Increasing evidence suggests that early treatment is essential for efficacy of therapeutic intervention in neurodegenerative diseases such as Alzheimer disease (AD) and Parkinson disease (PD). Two new studies have highlighted a key role for microglia-mediated CNS inflammation in the initial stages of neurodegenerative pathology, suggesting promising therapeutic targets and strategies for early diagnosis.

In a paper published in The Journal of Neuroscience, Linda Van Eldik and colleagues investigated the therapeutic potential of a small-molecule investigational drug, MW-151, in an APP/PS1 knock-in mouse model of AD. MW-151 inhibits the production of proinflammatory cytokines by microglia in reponse to amyloid-β (Aβ) and, importantly, APP/PS1 mice show age-dependent increases in amyloid pathology and CNS inflammation.

“We tested two modes of drug administration—early, chronic treatment and late, acute treatment—to explore the therapeutic time window,” says Van Eldik. In one group, mice received intraperitoneal injection of MW-151 three times per week for 5 months, beginning at 6 months, when cytokine levels in the brain were beginning to increase. “This time point would be equivalent to the stage in humans where memory changes are just beginning to occur,” she explains. Mice in the other group received the drug at 11 months, when overproduction of cytokines was overt.
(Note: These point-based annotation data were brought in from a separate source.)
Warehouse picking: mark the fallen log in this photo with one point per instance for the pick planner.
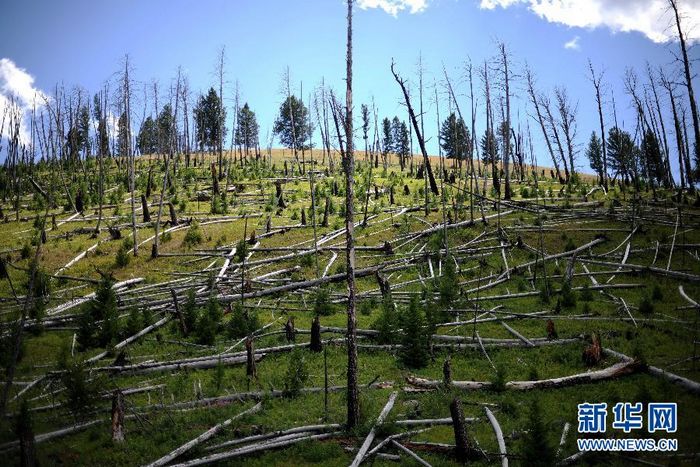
(370, 436)
(690, 385)
(614, 371)
(203, 437)
(254, 448)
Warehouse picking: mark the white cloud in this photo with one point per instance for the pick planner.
(393, 7)
(573, 44)
(649, 17)
(17, 89)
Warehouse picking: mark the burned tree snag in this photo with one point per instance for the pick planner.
(173, 214)
(593, 353)
(289, 330)
(419, 134)
(384, 286)
(447, 372)
(180, 317)
(353, 402)
(214, 179)
(144, 208)
(149, 183)
(316, 345)
(326, 212)
(25, 433)
(460, 430)
(118, 416)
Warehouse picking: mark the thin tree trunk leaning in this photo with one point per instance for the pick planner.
(118, 417)
(203, 437)
(499, 436)
(372, 433)
(619, 369)
(353, 407)
(419, 135)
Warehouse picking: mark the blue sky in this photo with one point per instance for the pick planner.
(83, 43)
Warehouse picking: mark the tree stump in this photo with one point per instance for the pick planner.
(118, 416)
(316, 345)
(460, 429)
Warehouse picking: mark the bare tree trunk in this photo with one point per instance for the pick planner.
(144, 209)
(506, 130)
(250, 370)
(316, 343)
(597, 85)
(535, 101)
(130, 152)
(353, 412)
(668, 85)
(419, 135)
(460, 430)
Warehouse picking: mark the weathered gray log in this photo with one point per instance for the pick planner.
(410, 453)
(690, 385)
(275, 434)
(254, 448)
(619, 369)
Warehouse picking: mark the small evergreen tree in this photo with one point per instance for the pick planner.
(297, 374)
(537, 450)
(415, 337)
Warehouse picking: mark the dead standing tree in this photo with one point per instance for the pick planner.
(535, 99)
(688, 78)
(353, 416)
(506, 130)
(419, 134)
(597, 85)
Compared with vehicle-treated APP/PS1 mice, early treatment with MW-151 attenuated microglial activation and reduced levels of the proinflammatory cytokine IL-1β. Early treatment also prevented loss of synaptic proteins such as postsynaptic density protein 95 and synaptophysin. Mice treated at the later time point showed some, but not all, of the beneficial effects observed in the early-treatment group. “This finding shows that the therapeutic time window is critically important in order to obtain optimal therapeutic responses,” says Van Eldik.

Lastly, studies in brain slices showed that MW-151 treatment enhanced long-term potentiation in APP/PS1 mice, suggesting that the compound promotes synaptic plasticity and might, therefore, help to maintain memory function.

In another study, Daniela Perani and colleagues investigated microglial activation in patients in early stages of either PD or dementia with Lewy bodies (DLB), using PET imaging of the neuroinflammatory radiotracer 11C-PK11195. The study involved six patients in each of the disease groups, all within 1 year of diagnosis, and 11 healthy controls.

“This PET imaging marker has been used to study microglial activation in other neurodegenerative diseases such as AD,” says Perani, “but studies are lacking in PD, particularly in early-stage disease, and no previous reports exist for DLB.”

The team showed that in early PD and early DLB, microglial activation in the putamen and substantia nigra was significantly increased compared with controls. Patients with DLB also showed increased 11C-PK11195 binding in the caudate and several cortical areas. “Importantly, the patterns of microglial activation differed according to the distribution of neuropathological changes,” says Perani.

Such disease-specific neuropathological signatures might assist in differential diagnosis of PD versus DLB, and could be used as a biomarker of early intervention strategies targeting neuroinflammation. Longitudinal studies are required to determine how changes in microglial activation correlate with clinical disease progression.

Together, these two studies highlight CNS inflammation and microglia as important biomarker and therapeutic targets in future efforts to intervene early in neurodegenerative disease.